Higher-order utilities are added progressively from zero-order to second-order ToM terms.

Here Gk is perceived gain and Lk is perceived loss under ToM order k. Higher-order terms are progressively added.

Important: this is a behavioral approximation model. It is used to explain observed decisions, not to claim an internal mechanistic decomposition of the LLM.

Decision Classifier

Accept/reject is modeled with logistic regression on standardized utility:

\[ P(y=1\mid U)=\sigma\!\left(\beta\,\widetilde{U}+b\right) \]

  • Optimizer: LBFGS.
  • Utility parameters: searched by grid search (e.g., rho, gamma, kappa, w1, w2).
  • Validation: episode-wise 3-fold cross-validation.
  • Reported metric: Macro-F1 under zero/first/second-order settings.
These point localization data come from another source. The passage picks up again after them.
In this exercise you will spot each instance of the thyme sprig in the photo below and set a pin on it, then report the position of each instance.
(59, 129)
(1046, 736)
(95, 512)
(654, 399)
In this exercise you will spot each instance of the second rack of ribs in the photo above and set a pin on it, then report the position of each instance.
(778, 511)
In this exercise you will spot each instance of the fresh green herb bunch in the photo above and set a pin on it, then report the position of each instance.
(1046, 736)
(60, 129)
Predictability and Coefficient Structure

Figure 6 normalized logistic coefficients for zero first second order settings
Figure 6. Row-L1-normalized signed coefficients over c_G0, c_L0, c_G1, c_L1, c_G2, c_L2 across ToM-order settings.

Table 1: Macro-F1 (mean +/- std)

Model Zero First Second
GPT-4o0.77 +/- 0.280.94 +/- 0.091.00 +/- 0.00
o30.80 +/- 0.191.00 +/- 0.001.00 +/- 0.00
o4-mini0.74 +/- 0.180.80 +/- 0.090.83 +/- 0.04
GPT-5 (medium)0.74 +/- 0.240.92 +/- 0.060.85 +/- 0.11

All settings are above 0.74, indicating that a compact ToM-derived utility signal is sufficient to predict much of accept/reject behavior.
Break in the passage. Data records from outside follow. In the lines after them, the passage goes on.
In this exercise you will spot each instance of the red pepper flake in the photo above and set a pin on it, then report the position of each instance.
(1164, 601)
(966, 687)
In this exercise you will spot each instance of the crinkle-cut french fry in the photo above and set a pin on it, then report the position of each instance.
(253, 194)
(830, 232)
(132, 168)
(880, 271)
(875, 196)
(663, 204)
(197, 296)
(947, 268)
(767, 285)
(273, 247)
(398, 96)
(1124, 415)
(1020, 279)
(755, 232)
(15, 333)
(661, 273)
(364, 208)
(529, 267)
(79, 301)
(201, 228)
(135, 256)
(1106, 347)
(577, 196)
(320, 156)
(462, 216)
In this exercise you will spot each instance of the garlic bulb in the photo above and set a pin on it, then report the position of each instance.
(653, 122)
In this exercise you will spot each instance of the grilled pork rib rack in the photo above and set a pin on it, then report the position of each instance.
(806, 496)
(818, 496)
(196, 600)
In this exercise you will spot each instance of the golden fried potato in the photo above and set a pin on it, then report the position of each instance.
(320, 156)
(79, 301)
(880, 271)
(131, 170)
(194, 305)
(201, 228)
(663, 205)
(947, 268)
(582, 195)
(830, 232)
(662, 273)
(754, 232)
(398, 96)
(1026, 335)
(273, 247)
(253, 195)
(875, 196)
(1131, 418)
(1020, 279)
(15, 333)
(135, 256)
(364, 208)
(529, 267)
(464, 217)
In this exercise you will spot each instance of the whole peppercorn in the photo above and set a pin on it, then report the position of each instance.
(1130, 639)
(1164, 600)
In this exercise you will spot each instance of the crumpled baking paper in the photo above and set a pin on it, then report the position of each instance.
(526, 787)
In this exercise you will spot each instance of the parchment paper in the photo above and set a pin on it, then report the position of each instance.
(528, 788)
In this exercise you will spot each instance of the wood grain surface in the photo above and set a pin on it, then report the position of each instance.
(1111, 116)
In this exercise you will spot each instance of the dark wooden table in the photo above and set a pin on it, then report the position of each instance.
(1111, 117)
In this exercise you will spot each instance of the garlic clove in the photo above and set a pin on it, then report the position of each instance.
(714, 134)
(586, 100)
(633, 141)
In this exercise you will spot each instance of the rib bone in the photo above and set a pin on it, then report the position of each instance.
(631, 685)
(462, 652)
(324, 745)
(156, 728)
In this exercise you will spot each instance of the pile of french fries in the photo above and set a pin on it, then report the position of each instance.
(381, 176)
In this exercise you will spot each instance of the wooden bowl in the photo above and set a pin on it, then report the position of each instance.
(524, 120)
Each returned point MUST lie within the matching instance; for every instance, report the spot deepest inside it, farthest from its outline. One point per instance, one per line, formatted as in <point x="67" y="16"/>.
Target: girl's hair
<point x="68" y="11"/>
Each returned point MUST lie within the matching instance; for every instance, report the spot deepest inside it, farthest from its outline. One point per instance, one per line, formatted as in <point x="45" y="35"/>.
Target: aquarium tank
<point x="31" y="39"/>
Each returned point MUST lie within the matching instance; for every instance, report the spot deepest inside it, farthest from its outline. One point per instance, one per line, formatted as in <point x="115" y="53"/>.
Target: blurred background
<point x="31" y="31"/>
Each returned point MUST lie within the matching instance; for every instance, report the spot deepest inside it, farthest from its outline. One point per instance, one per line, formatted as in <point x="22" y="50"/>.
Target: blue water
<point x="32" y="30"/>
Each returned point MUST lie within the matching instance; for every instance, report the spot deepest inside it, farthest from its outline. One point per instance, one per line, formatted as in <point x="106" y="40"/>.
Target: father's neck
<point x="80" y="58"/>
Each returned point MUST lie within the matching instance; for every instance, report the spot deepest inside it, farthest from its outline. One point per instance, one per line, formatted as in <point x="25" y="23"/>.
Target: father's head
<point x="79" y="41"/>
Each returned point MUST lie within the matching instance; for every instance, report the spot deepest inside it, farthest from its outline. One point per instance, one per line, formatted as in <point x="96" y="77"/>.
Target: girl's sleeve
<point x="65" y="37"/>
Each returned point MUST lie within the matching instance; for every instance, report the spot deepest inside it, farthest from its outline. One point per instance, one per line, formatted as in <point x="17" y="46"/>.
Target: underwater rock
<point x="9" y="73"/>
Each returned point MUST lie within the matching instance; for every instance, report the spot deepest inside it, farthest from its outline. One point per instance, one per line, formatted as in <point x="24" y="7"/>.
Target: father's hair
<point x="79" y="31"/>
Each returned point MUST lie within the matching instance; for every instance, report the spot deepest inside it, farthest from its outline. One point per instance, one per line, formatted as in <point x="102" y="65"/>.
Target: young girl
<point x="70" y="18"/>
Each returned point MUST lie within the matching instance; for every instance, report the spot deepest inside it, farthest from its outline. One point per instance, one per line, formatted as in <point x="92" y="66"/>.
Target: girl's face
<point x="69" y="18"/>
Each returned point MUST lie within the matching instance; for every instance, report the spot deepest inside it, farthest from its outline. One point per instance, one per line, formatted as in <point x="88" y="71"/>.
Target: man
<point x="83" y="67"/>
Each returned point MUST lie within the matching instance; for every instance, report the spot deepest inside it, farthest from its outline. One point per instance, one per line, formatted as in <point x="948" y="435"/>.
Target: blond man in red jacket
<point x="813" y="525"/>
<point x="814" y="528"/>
Feature Semantics (Table 2 in Paper)

FeatureMeaning (from decision maker reports)
G0Value of items the decision maker would receive (self valuation).
L0Value of items the decision maker would give (self valuation).
G1Value of receive-items under decision maker's estimate of opponent valuation.
L1Value of give-items under decision maker's estimate of opponent valuation.
G2Value of receive-items under decision maker's estimate of opponent's estimate of self.
L2Value of give-items under decision maker's estimate of opponent's estimate of self.
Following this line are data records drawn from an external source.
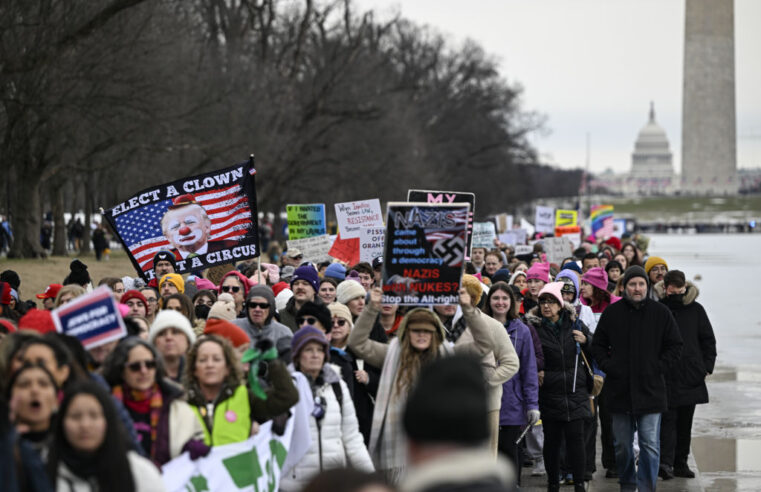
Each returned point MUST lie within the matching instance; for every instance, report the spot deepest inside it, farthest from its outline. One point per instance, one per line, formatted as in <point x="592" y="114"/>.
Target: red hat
<point x="39" y="320"/>
<point x="183" y="200"/>
<point x="134" y="294"/>
<point x="51" y="292"/>
<point x="225" y="329"/>
<point x="8" y="325"/>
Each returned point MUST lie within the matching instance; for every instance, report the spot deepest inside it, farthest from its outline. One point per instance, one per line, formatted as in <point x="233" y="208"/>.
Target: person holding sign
<point x="420" y="340"/>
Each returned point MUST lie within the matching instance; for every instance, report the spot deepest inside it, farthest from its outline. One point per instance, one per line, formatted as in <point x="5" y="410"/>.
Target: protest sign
<point x="504" y="223"/>
<point x="306" y="220"/>
<point x="251" y="465"/>
<point x="93" y="318"/>
<point x="566" y="218"/>
<point x="346" y="250"/>
<point x="204" y="220"/>
<point x="424" y="252"/>
<point x="432" y="196"/>
<point x="351" y="216"/>
<point x="484" y="234"/>
<point x="545" y="219"/>
<point x="371" y="240"/>
<point x="315" y="249"/>
<point x="557" y="249"/>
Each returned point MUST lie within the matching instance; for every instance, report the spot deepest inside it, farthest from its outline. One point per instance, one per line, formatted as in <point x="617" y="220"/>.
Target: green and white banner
<point x="252" y="465"/>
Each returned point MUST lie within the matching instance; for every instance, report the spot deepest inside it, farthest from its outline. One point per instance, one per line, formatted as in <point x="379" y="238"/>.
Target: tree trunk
<point x="59" y="222"/>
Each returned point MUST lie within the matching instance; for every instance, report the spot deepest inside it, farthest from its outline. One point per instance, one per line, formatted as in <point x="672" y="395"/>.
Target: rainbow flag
<point x="602" y="221"/>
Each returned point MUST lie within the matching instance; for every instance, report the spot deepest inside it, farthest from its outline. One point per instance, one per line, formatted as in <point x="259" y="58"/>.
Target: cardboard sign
<point x="566" y="218"/>
<point x="93" y="318"/>
<point x="205" y="221"/>
<point x="352" y="216"/>
<point x="484" y="234"/>
<point x="431" y="196"/>
<point x="306" y="220"/>
<point x="545" y="219"/>
<point x="557" y="249"/>
<point x="315" y="249"/>
<point x="371" y="241"/>
<point x="424" y="253"/>
<point x="504" y="223"/>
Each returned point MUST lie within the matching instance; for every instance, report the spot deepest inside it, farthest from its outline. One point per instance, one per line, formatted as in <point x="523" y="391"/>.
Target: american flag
<point x="140" y="229"/>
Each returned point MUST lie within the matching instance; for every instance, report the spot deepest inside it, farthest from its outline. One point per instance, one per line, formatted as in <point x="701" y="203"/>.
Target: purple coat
<point x="521" y="392"/>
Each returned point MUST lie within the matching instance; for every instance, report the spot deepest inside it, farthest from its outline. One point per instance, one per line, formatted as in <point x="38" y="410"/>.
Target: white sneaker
<point x="538" y="470"/>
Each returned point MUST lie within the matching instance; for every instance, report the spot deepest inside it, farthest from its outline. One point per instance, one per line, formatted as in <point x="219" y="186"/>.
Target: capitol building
<point x="652" y="171"/>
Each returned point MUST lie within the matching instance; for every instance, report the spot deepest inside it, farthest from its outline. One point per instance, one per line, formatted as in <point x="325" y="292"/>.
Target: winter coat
<point x="337" y="437"/>
<point x="467" y="469"/>
<point x="520" y="393"/>
<point x="636" y="344"/>
<point x="557" y="400"/>
<point x="145" y="475"/>
<point x="686" y="381"/>
<point x="500" y="364"/>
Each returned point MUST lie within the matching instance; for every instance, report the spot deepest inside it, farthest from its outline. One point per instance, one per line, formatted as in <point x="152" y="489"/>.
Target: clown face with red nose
<point x="186" y="226"/>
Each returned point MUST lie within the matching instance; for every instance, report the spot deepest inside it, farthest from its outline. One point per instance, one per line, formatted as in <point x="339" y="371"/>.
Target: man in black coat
<point x="636" y="344"/>
<point x="686" y="382"/>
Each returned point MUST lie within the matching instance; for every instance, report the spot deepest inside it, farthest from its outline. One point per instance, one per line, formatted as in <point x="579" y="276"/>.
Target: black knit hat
<point x="12" y="278"/>
<point x="635" y="271"/>
<point x="78" y="274"/>
<point x="449" y="403"/>
<point x="165" y="256"/>
<point x="319" y="311"/>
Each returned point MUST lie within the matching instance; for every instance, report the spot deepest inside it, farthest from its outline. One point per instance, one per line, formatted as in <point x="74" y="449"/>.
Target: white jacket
<point x="342" y="444"/>
<point x="145" y="475"/>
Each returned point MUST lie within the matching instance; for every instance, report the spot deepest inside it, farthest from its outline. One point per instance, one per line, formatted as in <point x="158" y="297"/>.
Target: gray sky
<point x="593" y="66"/>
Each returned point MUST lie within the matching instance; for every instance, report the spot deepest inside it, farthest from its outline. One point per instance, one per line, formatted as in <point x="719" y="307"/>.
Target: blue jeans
<point x="648" y="428"/>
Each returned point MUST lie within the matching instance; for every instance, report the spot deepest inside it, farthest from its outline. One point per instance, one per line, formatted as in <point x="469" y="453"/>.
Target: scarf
<point x="149" y="401"/>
What Coefficients Say About Strategy

Zero-Order Setting

Decisions are largely self-gain driven (G0 positive). More capable models show stronger loss aversion (L0 more negative).

First-Order Setting

Models diverge in handling opponent-valued terms. GPT-4o/o4-mini and o3/GPT-5 show qualitatively different first-order weighting patterns.

Second-Order Setting

Across models, G2 tends to be rewarded and L2 penalized, suggesting sensitivity to how trades appear in the opponent's inferred view.

Strategic Layer Hypothesis

For o4-mini/GPT-5, second-order prompting increases caution toward empowering opponent high-value items (more negative L1).

Bottom-Line Conclusion

The fitted model indicates that accept/reject behavior is not random or purely lexical. It is strongly explainable by structured gain/loss features derived from ToM reports, and higher-order terms can reshape preference geometry in a model-specific way.